Why Does Quantization Matter?

A scale equally balancing one large ball against six smaller ones
erhui1979/Getty Images

If you've ever listened to digital music–especially any kind of lossy audio format–then you've been exposed to mathematical quantization This behind-the-scenes digital signal processing is quite commonplace and most often an integral function of modern audio software or hardware (e.g. digital-to-analog converters). But quantization isn't limited to just audio. The term and its uses also apply to other fields, such as physics or digital imaging.

In a recording studio, microphones pick up analog music sound waves, which are then processed into a digital format. The signal can be sampled at 44,100 Hz and quantized with 8-, 16-, or 24-bit depth (and so forth). Higher bit depths provide more data, which enables more accurate conversion and reproduction of the original waveform.

Fundamentally, quantization is a complex process of rounding that involves some level of imprecision. Computers operate on ones and zeros, which is why analog-to-digital conversion is considered a close approximation and not an exact copy. When it comes to music, not only must the quantized signal maintain correct succession and amplitude of values, but the timing has to be accurate too. The process has to ensure that musical rhythm is maintained, with notes evenly distributed and set on the same beats (or fractions thereof). Otherwise, the audio may end up sounding off or strange to listening ears.

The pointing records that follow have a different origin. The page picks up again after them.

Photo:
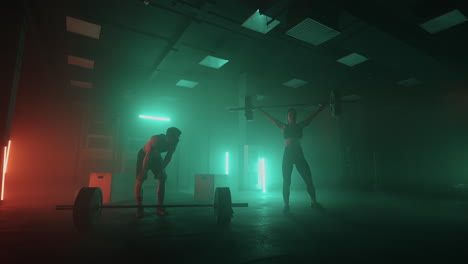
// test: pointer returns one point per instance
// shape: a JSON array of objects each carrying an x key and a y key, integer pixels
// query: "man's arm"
[
  {"x": 274, "y": 120},
  {"x": 147, "y": 148},
  {"x": 309, "y": 119},
  {"x": 168, "y": 158}
]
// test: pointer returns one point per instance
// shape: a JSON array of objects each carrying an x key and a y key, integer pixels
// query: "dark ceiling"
[{"x": 145, "y": 48}]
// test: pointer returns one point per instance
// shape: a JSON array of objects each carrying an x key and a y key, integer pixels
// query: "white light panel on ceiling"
[
  {"x": 260, "y": 23},
  {"x": 83, "y": 28}
]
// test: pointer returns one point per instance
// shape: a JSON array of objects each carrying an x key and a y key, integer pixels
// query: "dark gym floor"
[{"x": 356, "y": 227}]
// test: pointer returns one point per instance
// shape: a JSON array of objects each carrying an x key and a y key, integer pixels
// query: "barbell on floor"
[
  {"x": 88, "y": 205},
  {"x": 335, "y": 101}
]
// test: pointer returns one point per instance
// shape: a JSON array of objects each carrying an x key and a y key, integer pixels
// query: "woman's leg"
[{"x": 304, "y": 170}]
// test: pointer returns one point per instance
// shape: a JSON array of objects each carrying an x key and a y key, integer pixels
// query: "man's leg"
[
  {"x": 161, "y": 176},
  {"x": 287, "y": 167},
  {"x": 140, "y": 178},
  {"x": 304, "y": 170}
]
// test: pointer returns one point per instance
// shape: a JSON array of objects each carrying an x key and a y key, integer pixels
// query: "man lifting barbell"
[
  {"x": 149, "y": 158},
  {"x": 293, "y": 153}
]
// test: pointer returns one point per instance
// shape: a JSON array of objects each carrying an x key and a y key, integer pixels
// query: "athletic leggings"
[{"x": 295, "y": 156}]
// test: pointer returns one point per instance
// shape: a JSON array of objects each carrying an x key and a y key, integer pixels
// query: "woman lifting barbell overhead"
[{"x": 293, "y": 154}]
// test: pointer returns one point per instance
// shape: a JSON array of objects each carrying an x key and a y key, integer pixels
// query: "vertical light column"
[
  {"x": 227, "y": 163},
  {"x": 262, "y": 174},
  {"x": 6, "y": 154}
]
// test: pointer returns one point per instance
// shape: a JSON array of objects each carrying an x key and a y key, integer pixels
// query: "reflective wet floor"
[{"x": 354, "y": 227}]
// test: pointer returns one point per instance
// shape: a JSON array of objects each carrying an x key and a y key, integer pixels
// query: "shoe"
[{"x": 140, "y": 212}]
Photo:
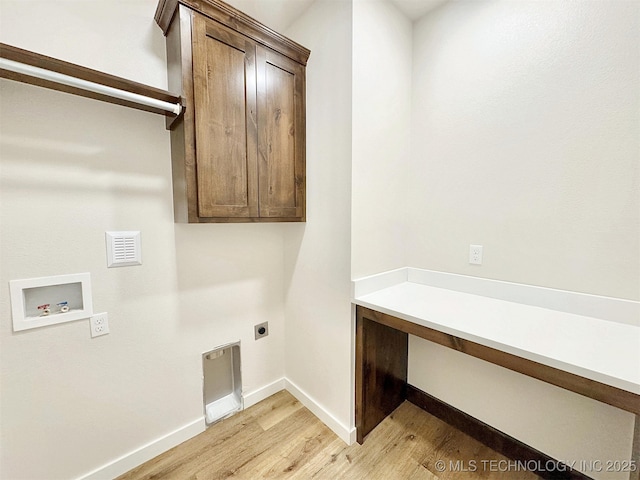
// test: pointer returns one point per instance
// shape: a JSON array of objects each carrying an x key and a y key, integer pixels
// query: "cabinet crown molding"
[{"x": 237, "y": 20}]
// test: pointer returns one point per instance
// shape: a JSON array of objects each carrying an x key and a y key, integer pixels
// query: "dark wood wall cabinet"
[{"x": 238, "y": 152}]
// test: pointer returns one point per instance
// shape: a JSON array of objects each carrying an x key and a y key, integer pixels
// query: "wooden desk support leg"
[
  {"x": 381, "y": 372},
  {"x": 635, "y": 451}
]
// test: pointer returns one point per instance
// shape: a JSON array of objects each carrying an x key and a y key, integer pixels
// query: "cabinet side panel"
[{"x": 178, "y": 42}]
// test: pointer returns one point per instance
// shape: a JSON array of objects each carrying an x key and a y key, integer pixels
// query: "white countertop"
[{"x": 602, "y": 350}]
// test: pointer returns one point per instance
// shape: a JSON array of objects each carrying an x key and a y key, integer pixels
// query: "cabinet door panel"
[
  {"x": 281, "y": 135},
  {"x": 224, "y": 65}
]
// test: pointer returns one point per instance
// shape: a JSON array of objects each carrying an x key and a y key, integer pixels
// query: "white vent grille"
[{"x": 123, "y": 249}]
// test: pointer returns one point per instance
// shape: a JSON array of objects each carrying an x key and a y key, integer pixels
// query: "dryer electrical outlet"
[
  {"x": 475, "y": 254},
  {"x": 99, "y": 324}
]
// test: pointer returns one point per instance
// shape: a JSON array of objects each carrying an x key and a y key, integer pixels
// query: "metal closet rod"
[{"x": 33, "y": 68}]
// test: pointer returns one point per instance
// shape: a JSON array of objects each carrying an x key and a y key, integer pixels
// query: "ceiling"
[
  {"x": 279, "y": 14},
  {"x": 415, "y": 9}
]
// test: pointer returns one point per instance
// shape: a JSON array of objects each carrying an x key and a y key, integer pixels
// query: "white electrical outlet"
[
  {"x": 99, "y": 324},
  {"x": 475, "y": 254}
]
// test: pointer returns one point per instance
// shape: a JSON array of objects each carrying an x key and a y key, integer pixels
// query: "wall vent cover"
[{"x": 123, "y": 249}]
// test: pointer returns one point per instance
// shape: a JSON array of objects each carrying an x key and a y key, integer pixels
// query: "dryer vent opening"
[{"x": 222, "y": 382}]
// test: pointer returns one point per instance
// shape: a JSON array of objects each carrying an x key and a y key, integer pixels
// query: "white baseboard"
[
  {"x": 260, "y": 394},
  {"x": 154, "y": 448},
  {"x": 348, "y": 435},
  {"x": 145, "y": 453}
]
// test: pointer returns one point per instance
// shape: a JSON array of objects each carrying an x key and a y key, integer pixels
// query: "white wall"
[
  {"x": 526, "y": 138},
  {"x": 71, "y": 169},
  {"x": 526, "y": 132},
  {"x": 382, "y": 68},
  {"x": 319, "y": 336}
]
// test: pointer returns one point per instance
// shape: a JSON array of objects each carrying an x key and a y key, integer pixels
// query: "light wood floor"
[{"x": 278, "y": 438}]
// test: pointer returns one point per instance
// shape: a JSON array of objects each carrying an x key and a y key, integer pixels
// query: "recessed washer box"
[{"x": 37, "y": 302}]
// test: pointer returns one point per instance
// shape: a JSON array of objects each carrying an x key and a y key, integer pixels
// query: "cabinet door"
[
  {"x": 281, "y": 135},
  {"x": 224, "y": 69}
]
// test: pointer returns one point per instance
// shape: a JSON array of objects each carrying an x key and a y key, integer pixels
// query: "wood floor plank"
[{"x": 279, "y": 438}]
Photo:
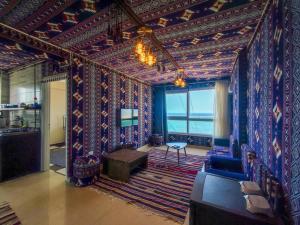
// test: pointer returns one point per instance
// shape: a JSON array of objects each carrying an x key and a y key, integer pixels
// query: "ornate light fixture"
[
  {"x": 143, "y": 52},
  {"x": 179, "y": 81},
  {"x": 114, "y": 26}
]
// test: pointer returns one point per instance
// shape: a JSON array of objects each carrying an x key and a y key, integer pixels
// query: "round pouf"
[{"x": 86, "y": 169}]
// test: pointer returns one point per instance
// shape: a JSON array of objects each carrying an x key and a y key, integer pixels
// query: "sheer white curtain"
[{"x": 222, "y": 120}]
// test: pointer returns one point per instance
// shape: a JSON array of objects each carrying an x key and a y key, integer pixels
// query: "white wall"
[{"x": 58, "y": 110}]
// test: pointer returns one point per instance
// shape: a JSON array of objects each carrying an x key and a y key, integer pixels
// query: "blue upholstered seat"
[{"x": 230, "y": 167}]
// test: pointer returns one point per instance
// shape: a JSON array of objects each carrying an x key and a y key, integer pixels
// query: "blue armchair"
[{"x": 239, "y": 169}]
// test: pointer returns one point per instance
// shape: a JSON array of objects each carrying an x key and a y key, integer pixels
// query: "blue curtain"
[{"x": 159, "y": 111}]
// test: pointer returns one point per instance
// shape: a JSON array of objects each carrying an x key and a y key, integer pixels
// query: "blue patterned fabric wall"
[
  {"x": 292, "y": 95},
  {"x": 75, "y": 109},
  {"x": 95, "y": 95},
  {"x": 239, "y": 91},
  {"x": 270, "y": 84},
  {"x": 266, "y": 94},
  {"x": 125, "y": 93}
]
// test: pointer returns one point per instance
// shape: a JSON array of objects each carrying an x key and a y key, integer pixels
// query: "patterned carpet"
[
  {"x": 164, "y": 187},
  {"x": 58, "y": 157},
  {"x": 7, "y": 215}
]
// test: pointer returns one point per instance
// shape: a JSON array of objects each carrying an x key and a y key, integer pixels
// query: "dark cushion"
[
  {"x": 224, "y": 173},
  {"x": 226, "y": 163}
]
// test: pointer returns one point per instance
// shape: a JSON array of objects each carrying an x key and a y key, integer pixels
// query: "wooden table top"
[
  {"x": 225, "y": 194},
  {"x": 177, "y": 145},
  {"x": 126, "y": 155}
]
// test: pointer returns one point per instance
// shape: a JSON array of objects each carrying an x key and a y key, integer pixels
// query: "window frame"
[{"x": 187, "y": 117}]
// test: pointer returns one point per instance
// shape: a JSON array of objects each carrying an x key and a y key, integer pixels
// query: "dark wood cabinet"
[{"x": 20, "y": 154}]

This concept of quantization can be visually observed with an image-editing program, such as Photoshop. When a large image is reduced in size, there is a loss of pixel information due to the mathematical process handling the task. The software performs the calculations and rounding to discard unwanted pixels while preserving the overall integrity, ratio, and context of the image – constrained proportions is as critical to photos as rhythm is to music. When zooming in and comparing the re-sized version of the photo to the original, edges and objects tend to appear somewhat coarse or jagged. This visual aspect of lossy compression similarly relates to types of digital audio files. More data and/or less compression results in higher overall quality.